Locally, I've added markers for chapters and pages, and written scripts to make a file per chapter.
I haven't yet written scripts to merge an edited chapter back into the text, or handle footnotes.
I’ve done parts of chapters 10 and 11. Fixing up code - and some assembler - feels very slow. I think I'll kick the assembler down the road for now.
No worries! :) I’m just happy somebody is working on the issue. :)
@Hourann: that's great news! It looks like the Safari version is (mostly) text, instead of scanned bitmaps.
I'm in favor of a new issue for ripping and converting the Safari version. I'd start work on it, but I don't have an active Safari account.

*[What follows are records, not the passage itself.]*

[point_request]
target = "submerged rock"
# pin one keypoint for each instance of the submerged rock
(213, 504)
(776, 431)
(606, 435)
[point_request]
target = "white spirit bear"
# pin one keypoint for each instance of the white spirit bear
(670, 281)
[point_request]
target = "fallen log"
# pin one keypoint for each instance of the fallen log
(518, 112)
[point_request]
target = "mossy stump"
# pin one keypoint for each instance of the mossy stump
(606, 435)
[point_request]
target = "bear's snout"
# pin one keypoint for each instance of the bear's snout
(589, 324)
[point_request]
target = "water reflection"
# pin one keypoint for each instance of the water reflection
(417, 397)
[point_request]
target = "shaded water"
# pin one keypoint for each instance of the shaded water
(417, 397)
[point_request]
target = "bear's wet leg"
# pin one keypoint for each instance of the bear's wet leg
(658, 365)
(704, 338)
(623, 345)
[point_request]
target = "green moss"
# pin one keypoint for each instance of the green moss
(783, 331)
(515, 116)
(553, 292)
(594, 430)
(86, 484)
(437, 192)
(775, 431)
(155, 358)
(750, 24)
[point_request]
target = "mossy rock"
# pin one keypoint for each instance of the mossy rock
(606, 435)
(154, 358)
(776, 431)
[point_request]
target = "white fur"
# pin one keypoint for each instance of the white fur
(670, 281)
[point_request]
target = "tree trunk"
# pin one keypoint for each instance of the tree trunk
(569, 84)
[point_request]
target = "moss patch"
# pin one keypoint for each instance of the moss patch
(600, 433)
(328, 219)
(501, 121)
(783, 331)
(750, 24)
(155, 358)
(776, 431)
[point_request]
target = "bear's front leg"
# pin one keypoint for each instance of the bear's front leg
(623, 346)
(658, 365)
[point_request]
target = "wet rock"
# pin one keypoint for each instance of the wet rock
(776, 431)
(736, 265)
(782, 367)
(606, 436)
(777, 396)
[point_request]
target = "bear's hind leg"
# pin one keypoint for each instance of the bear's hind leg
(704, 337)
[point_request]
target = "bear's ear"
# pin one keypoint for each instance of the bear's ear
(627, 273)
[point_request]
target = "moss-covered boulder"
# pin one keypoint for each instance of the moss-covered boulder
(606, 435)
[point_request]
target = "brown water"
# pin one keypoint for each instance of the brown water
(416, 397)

@hakano @pronoiac I can access the book in safari in fact. I just wonder if it is legal to crawl the book from safari and post it here. I have crawled it and saved in html format.

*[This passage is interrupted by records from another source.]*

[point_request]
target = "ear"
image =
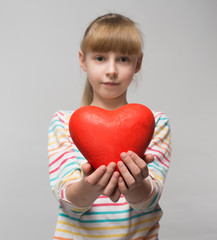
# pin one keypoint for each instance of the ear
(139, 63)
(82, 61)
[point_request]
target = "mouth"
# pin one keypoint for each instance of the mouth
(110, 83)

The legal aspect makes me wary of talking about it here. Personally, I wouldn’t be comfortable openly sharing html or an epub I’d downloaded. Once I’d converted it into Markdown and checked for fingerprinting, I'd feel free to share.
@Hourann, @hakano, wanna compare downloads?
Just for visibility, there's a cleaner source available, and a separate issue to track work with it.
The .txt version has a lot of errors; I got it from the default
Save as other / ...Text
menu item in Acrobat. An automated tool could rejoin the lines that end in hyphens, and perhaps find missing spaces, as inprogrammingpractices
andanunfortunate
. Other errors would require significant human labor to clean up.